イエス様はヘロデに対し、何もしるしを見せなかったばかりか、何もお答えになりませんでした。荒れ野の誘惑のときに「神を試してはならない」と言われたイエス様の姿を思い起こします。
10月 9「ルカによる福音書231325
 ピラトは三度目に言った。「いったい、どんな悪事を働いたと言うのか。この男には死刑に当たる犯罪は何も見つからなかった。だから、鞭で懲らしめて釈放しよう。」
(ルカによる福音書23章22節)
復活節前主日の礼拝の中で、福音書を朗読するときに「朗読劇」をおこなう教会があります。ナレーターやピラトや大祭司など配役を決め、それぞれのセリフなどを語っていくというものです。

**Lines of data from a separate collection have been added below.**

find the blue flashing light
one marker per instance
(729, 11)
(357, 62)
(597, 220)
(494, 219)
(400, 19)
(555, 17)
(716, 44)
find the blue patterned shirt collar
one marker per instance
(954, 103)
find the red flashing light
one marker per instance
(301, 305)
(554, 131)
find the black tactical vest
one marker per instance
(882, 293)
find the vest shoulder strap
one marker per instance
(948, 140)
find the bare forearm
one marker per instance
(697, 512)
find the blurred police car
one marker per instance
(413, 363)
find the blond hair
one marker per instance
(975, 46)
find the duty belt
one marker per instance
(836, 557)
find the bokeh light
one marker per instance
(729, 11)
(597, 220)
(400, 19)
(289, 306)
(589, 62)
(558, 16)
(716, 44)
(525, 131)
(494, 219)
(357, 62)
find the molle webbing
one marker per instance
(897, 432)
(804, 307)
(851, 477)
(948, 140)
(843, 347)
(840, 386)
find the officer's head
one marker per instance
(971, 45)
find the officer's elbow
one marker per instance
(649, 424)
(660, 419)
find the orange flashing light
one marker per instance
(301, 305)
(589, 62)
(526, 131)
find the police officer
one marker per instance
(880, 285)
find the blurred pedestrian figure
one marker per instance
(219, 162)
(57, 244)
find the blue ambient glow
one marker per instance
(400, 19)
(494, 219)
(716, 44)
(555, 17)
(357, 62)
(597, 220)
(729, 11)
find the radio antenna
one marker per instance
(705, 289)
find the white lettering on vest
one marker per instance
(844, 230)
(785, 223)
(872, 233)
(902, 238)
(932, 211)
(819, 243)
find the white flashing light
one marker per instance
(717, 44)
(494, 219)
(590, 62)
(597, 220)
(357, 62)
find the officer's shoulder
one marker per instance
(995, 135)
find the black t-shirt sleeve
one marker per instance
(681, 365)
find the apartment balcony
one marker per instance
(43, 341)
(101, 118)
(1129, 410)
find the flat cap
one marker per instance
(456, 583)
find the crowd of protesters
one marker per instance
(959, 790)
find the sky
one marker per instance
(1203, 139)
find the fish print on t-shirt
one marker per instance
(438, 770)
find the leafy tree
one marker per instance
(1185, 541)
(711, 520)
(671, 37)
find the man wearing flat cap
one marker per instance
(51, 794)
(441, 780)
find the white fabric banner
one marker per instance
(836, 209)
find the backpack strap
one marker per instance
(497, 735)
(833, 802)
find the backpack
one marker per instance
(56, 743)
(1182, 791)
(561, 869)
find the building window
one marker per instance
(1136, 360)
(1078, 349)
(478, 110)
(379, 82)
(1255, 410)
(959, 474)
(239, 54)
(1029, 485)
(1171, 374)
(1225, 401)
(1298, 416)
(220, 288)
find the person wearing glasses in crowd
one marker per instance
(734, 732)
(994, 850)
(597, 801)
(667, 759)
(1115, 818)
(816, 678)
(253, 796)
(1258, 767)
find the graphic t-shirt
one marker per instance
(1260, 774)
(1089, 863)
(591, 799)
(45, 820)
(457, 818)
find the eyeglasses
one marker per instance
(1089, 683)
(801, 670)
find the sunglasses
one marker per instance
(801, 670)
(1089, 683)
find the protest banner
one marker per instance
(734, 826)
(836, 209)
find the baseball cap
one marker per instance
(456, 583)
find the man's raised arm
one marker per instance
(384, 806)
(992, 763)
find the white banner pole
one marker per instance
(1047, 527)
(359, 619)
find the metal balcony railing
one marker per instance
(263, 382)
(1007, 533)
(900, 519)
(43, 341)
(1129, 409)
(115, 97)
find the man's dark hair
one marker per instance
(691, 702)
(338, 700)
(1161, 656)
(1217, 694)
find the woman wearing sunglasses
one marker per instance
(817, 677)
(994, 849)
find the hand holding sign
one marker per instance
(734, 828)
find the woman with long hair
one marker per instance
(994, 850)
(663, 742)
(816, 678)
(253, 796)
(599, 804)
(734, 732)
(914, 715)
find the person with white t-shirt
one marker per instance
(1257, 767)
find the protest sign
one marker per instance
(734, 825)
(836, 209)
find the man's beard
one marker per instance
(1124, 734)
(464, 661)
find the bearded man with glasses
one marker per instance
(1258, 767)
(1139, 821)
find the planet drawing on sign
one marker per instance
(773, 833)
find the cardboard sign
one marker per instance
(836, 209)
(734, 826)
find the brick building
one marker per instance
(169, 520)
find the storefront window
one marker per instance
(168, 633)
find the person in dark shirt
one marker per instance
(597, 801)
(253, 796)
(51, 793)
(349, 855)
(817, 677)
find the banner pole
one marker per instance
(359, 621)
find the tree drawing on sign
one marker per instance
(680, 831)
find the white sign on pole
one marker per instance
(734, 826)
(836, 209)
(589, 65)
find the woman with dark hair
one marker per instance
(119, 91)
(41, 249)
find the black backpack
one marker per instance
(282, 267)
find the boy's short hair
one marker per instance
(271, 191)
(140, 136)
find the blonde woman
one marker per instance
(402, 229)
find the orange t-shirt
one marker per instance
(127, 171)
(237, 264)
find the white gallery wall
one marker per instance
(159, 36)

ある教会では、「群衆」のところは礼拝に出席している全員で叫ぶと決めていました。群衆が叫ぶ場面とは、今日の箇所です。彼らは何度ピラトが「釈放しよう」と提案しても、「十字架につけろ」、「十字架につけろ」と叫び続けました。
その声の中に、わたしたちの声は含まれていないでしょうか。自分が願っていた救い主ではないと失望した群衆の声に、わたしたちの声は含まれていないでしょうか。「十字架につけろ」、その声の主は、わたしたちではないでしょうか。
10月 10「ルカによる福音書232643
 するとイエスは、「はっきり言っておくが、あなたは今日わたしと一緒に楽園にいる」と言われた。
(ルカによる福音書23章43節)
イエス様は二人の犯罪人と共に、十字架につけられました。罪人と同様に扱われたのです。しかしその中でも、イエス様は祈られます。「父よ、彼らをお赦しください。自分が何をしているのか知らないのです」と。
この祈りは、ルカ福音書にしか記されていません。そしてもう一つ、この福音書にしか書かれていない出来事があります。それは一人の犯罪人の悔い改めです。彼は十字架につけられるほどの悪事を働きました。
そして彼は、自分が罪を犯したこと、そして十字架の上で死ぬしかないことを理解していました。しかしイエス様に、一つだけ願ったのです。「御国でわたしを思い出してください」。イエス様はその悔い改めの心を受け入れ、救いの約束をしてくださったのです。